Of course we all want safety. Communities want safety, and we want secure borders. However, we already have existing legal tools, like warrants and court orders, that respect civil liberties and let law enforcement do its job while still protecting civil liberties. Stripping away judicial oversight is not the answer, and that is not how we do things in a democracy.
The public safety minister, in an op-ed about refugee asylum seekers, in 2016, wrote the following:
Our country will never be the same again, and collectively our doors should always be open, not just to those who come to our shores, but those taking extraordinary risks to cross other shores in search of refuge. We must understand that people in normal circumstances do not risk their lives—and the lives of their families—to [flee] for reasons such as economic stability. They do so out of desperation and as a last resort.
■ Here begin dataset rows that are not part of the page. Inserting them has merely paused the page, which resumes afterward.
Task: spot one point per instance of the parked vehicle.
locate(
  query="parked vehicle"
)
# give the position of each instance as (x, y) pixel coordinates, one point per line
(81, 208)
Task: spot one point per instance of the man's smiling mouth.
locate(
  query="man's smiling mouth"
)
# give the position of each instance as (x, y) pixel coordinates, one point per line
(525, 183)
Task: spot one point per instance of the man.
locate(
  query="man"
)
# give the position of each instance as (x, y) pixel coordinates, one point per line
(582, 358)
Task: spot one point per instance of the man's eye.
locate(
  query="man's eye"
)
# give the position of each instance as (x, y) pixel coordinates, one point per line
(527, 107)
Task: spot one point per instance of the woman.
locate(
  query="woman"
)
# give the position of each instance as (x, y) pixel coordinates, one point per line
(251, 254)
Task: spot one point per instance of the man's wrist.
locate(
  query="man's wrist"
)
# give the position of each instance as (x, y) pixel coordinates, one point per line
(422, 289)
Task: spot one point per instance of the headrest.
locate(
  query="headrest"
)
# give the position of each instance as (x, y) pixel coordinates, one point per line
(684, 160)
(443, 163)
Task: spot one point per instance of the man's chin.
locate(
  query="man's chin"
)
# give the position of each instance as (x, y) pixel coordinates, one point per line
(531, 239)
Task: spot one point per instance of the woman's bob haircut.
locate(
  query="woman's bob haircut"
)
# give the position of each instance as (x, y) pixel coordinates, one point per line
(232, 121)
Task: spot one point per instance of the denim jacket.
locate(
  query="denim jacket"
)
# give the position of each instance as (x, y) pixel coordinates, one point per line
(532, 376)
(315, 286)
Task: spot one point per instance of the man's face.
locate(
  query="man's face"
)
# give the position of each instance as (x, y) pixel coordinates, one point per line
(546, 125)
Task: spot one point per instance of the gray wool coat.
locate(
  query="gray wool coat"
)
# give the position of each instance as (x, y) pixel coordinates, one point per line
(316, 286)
Now, as minister, he is putting up walls and barriers through the legislation. Yes, refugees and those who need safety are under attack under the bill. Bill C-2 would deny hearings entirely to refugees from the United States, block applications from those who have been in Canada over a year, and ignore risks of persecution, torture or even death. It echoes Trump's asylum policies, and if I might add, there are over 150 Canadians in ICE detention right now. What is the government doing? Nothing. We have heard nothing about what the government is doing with Canadians who are held in ICE detention in the United States.
Bill C-2 is not about border security; it is about expanding government surveillance. It threatens to chill freedom of expression, erode trust in doctors and service providers, and normalize the sharing of personal information with foreign powers. Canadians deserve better. We cannot allow democratic norms in Canada to become roadkill under pressure from an increasingly authoritarian and unhinged American president.
This is not the Canada I know. This is not the Canada I think Canadians voted for. I call on every member of the House to vote against the bill and send the government back to the drawing board.